What has software vendors beating a path to service providers’ doors? For starters, vendors perceive services firms as a largely untapped market.

“Today, most outsourcers and clients sign very complex agreements,” Freker said. “But most never really have a clear way to measure results.”

Freker said that services entities tend to take an ad-hoc approach when deploying tools to support customer engagements. A vendor, he added, may use a client’s in-house system, a home-grown system or a third-party system recommended by an outsourcing advisory firm such as EquaTerra Inc. or TPI Inc.

“I would say less than 25 percent have a standard that they use for all clients,” Freker said.

Service providers, for their part, have an incentive to implement a more comprehensive service-management solution: the desire to avoid financial penalties. Eighty-eight percent of the service providers Oblicore surveyed in August said they use service-level agreements with financial penalties.

“It’s a good business practice for them to have a tool in place to measure results in a day-in, day-out basis,” Freker contended.

ClickFox, Convergys Ally

ClickFox Inc. on Monday unveiled an alliance with outsourcing vendor Convergys Corp., a move that marks the first in what could be a series of IT services partnerships.

ClickFox provides what the company terms a customer behavior intelligence solution.
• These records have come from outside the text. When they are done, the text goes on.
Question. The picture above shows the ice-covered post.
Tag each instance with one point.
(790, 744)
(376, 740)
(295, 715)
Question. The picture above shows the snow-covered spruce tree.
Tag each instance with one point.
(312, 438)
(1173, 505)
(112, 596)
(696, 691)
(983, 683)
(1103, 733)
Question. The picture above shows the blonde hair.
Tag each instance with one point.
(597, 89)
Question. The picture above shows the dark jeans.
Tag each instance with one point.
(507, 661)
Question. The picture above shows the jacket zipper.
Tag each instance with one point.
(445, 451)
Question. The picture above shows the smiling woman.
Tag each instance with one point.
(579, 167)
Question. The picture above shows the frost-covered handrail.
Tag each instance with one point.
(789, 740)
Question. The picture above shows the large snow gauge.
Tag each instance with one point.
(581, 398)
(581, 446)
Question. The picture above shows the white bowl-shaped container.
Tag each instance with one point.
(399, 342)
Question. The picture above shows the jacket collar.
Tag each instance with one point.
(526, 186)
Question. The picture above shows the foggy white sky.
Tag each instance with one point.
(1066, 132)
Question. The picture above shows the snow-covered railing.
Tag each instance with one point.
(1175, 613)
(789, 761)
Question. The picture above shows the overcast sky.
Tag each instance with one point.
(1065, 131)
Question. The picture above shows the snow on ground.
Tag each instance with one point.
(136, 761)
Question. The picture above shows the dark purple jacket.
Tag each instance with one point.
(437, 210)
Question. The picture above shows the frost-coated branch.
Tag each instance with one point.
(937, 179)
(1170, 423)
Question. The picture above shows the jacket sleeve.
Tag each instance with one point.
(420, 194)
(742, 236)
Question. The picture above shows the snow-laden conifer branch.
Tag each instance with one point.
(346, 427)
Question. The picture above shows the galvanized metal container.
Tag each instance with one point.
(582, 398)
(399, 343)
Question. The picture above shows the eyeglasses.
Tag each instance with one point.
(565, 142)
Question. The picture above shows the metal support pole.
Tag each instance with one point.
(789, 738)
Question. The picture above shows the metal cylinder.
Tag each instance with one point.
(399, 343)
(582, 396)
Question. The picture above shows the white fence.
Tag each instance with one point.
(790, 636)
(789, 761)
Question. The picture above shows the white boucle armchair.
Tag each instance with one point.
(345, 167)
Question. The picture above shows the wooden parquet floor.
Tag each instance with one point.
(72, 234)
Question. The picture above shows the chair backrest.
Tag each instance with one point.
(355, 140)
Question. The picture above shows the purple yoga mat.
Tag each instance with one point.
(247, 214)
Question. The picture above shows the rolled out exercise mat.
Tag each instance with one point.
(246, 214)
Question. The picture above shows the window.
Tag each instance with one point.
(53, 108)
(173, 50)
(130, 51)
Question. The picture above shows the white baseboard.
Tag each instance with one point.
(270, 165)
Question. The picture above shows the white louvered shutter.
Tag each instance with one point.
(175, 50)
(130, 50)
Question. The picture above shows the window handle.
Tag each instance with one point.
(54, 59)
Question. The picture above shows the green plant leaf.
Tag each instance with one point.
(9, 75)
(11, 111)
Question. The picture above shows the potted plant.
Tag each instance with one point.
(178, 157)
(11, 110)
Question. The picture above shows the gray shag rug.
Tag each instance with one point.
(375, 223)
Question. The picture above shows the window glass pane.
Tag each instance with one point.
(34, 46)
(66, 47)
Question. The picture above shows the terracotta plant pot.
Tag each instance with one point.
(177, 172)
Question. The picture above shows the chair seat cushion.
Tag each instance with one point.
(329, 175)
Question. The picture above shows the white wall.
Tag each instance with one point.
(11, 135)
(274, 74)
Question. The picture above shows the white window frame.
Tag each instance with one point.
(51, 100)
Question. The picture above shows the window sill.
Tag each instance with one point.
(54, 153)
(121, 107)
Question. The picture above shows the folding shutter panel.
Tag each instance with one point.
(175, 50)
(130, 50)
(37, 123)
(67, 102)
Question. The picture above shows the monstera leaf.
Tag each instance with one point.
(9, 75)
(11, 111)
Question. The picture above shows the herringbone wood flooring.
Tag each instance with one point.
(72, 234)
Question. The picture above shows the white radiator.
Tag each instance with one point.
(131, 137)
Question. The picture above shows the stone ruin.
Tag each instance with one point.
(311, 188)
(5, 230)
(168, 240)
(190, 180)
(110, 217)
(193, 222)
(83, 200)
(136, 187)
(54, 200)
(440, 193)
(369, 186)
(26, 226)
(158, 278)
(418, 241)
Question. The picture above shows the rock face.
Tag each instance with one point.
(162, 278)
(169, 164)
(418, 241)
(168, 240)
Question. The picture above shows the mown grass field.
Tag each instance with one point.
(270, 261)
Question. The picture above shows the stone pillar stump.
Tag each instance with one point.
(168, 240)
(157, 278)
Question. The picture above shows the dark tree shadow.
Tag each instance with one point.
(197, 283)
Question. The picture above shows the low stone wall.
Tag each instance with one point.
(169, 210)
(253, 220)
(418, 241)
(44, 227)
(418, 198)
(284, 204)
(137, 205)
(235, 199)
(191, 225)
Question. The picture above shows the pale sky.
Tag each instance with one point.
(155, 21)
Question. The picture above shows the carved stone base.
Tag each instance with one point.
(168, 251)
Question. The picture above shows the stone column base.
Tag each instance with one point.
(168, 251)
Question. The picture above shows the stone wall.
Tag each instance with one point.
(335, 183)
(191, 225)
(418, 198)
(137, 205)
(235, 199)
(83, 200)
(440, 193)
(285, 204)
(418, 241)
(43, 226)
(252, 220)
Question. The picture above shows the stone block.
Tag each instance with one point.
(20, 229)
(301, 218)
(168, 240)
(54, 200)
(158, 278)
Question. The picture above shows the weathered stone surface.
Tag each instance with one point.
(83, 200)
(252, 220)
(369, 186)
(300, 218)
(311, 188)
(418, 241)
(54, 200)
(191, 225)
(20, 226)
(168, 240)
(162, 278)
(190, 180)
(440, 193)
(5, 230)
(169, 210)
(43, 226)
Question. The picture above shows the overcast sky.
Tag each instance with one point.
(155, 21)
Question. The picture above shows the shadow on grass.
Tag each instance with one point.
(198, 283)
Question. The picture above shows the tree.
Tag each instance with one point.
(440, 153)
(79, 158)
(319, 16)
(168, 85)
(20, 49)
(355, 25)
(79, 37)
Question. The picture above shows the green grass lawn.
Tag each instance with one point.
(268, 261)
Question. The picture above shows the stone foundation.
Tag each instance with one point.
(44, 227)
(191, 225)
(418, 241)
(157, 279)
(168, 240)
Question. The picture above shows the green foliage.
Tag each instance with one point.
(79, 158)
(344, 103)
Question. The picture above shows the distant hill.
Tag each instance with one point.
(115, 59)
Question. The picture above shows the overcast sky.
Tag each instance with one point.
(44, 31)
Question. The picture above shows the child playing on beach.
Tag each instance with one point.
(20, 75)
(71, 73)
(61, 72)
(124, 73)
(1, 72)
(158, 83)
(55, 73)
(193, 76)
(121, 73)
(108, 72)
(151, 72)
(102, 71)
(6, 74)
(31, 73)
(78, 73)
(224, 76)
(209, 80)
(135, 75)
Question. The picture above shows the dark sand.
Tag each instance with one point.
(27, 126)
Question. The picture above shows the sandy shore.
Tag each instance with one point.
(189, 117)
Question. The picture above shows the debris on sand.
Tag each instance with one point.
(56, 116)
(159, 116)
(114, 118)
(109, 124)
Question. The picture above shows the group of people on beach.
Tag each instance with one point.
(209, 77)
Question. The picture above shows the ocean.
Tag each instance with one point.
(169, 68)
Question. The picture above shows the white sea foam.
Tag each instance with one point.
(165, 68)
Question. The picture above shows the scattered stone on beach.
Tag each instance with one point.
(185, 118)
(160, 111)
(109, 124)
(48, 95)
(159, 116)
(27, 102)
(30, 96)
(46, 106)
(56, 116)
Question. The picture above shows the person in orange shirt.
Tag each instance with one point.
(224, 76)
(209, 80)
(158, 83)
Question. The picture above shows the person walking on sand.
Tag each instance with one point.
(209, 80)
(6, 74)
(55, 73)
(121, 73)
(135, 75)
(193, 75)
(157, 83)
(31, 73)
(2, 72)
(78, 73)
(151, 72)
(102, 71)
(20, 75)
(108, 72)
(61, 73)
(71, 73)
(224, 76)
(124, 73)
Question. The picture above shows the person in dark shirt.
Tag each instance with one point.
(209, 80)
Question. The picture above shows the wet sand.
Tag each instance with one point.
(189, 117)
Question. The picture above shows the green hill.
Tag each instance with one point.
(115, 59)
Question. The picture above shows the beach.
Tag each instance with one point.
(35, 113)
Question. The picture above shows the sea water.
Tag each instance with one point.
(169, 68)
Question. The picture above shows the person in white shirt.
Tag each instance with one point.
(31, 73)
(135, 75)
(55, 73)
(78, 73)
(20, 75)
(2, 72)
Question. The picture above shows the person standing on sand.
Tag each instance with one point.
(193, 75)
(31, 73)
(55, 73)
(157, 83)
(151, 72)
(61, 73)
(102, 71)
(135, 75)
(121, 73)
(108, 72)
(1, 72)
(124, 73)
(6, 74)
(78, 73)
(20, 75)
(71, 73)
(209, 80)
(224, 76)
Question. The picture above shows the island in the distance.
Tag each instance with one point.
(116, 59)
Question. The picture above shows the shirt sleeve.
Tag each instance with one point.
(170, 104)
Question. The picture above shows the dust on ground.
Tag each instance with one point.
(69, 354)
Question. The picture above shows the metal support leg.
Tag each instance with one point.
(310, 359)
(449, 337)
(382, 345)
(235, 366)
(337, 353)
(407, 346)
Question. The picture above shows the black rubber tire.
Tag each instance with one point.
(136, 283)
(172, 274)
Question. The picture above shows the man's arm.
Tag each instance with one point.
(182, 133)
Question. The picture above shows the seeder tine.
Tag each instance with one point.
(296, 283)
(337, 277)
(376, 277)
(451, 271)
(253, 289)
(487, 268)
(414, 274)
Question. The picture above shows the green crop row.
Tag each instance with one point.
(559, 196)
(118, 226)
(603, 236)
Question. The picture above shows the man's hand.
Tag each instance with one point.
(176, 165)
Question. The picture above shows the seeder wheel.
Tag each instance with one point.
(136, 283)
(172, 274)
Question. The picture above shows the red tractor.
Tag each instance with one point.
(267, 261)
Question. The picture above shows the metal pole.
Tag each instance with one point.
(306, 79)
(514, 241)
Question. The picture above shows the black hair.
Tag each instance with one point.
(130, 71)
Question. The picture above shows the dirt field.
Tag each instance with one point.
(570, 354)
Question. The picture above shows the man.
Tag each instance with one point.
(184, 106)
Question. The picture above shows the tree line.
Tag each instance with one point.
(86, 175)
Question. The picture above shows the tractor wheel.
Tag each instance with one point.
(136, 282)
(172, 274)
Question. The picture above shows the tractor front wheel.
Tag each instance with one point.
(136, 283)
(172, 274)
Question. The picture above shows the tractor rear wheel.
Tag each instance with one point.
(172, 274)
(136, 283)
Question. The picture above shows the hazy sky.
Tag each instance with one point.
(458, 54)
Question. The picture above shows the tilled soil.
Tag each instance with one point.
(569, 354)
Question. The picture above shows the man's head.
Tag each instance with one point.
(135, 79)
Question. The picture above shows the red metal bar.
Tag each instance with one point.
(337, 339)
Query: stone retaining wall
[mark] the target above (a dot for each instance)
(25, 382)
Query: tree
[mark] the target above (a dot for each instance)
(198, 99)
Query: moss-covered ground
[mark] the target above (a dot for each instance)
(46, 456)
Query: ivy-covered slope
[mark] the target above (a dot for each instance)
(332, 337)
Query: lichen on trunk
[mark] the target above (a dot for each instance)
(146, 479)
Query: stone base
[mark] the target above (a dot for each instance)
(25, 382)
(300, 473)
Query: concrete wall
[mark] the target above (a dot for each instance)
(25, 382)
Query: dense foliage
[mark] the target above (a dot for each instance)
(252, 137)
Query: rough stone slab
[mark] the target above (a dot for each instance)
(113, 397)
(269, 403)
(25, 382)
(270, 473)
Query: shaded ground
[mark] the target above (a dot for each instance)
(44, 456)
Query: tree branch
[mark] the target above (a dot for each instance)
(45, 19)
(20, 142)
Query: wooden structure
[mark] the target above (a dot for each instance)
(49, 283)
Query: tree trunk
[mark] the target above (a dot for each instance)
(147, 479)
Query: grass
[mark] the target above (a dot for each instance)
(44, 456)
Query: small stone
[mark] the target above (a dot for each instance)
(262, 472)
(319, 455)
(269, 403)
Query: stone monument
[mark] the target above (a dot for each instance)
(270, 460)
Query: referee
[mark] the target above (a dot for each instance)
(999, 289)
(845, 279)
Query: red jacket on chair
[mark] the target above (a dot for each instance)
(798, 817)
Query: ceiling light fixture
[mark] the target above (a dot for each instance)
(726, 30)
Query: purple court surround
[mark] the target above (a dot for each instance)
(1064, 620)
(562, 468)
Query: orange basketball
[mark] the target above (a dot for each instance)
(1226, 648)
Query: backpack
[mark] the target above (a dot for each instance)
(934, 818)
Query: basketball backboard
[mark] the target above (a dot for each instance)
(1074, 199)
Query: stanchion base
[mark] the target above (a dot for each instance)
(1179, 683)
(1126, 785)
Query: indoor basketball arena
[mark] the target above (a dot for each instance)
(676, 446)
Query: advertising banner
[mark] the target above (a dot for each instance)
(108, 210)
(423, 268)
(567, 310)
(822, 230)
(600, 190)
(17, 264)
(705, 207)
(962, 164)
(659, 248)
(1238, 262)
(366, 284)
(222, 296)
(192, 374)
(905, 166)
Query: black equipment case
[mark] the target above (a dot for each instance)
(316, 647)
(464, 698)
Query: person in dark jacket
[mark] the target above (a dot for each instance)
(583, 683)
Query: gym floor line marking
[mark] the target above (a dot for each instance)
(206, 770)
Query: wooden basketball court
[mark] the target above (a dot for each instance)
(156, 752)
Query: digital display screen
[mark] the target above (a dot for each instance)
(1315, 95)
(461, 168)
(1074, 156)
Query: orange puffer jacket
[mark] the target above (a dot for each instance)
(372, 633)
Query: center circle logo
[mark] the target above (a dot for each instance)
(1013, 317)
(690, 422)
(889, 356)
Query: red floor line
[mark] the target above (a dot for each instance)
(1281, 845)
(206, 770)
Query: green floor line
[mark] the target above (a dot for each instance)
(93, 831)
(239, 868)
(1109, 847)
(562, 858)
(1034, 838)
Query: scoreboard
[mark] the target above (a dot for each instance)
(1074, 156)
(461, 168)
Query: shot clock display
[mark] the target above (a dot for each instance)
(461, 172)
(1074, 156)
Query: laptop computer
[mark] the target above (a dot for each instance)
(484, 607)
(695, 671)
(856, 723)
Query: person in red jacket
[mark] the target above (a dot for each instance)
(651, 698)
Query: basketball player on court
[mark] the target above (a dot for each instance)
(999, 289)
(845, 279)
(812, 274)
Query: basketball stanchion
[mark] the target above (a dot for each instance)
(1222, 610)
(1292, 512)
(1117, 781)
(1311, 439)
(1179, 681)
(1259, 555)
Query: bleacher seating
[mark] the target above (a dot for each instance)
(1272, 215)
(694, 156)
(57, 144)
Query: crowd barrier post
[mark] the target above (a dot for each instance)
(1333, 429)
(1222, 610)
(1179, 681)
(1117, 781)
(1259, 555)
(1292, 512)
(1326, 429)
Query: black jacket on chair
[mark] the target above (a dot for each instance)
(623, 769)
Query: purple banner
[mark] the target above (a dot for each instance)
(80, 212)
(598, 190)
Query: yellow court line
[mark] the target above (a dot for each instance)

The software provides information on how customers interact with self-service systems such as interactive voice response (IVR) and Web-based customer support, and customer relationship management applications.

“Companies don’t have visibility into the nature of the transactions occurring in self-service systems,” said Michael Chavez, vice president of marketing at ClickFox. “They are like a black box.” ClickFox, Chavez added, provides a sense of how customer traffic flows across the self-service applications.

Convergys will integrate ClickFox solutions into its Customer Management Professional Services offerings, while ClickFox will tap Convergys as a preferred hosting provider of ClickFox applications.

Services firms such as Convergys may design and manage self-service systems for customers and, thus, provide a market for ClickFox software, Chavez explained.

Chavez said Convergys represents ClickFox’s first formal arrangement with a services firm, noting that the software company works on a “case-by-case” basis with other vendors. He said the company anticipates additional formal agreements with service providers.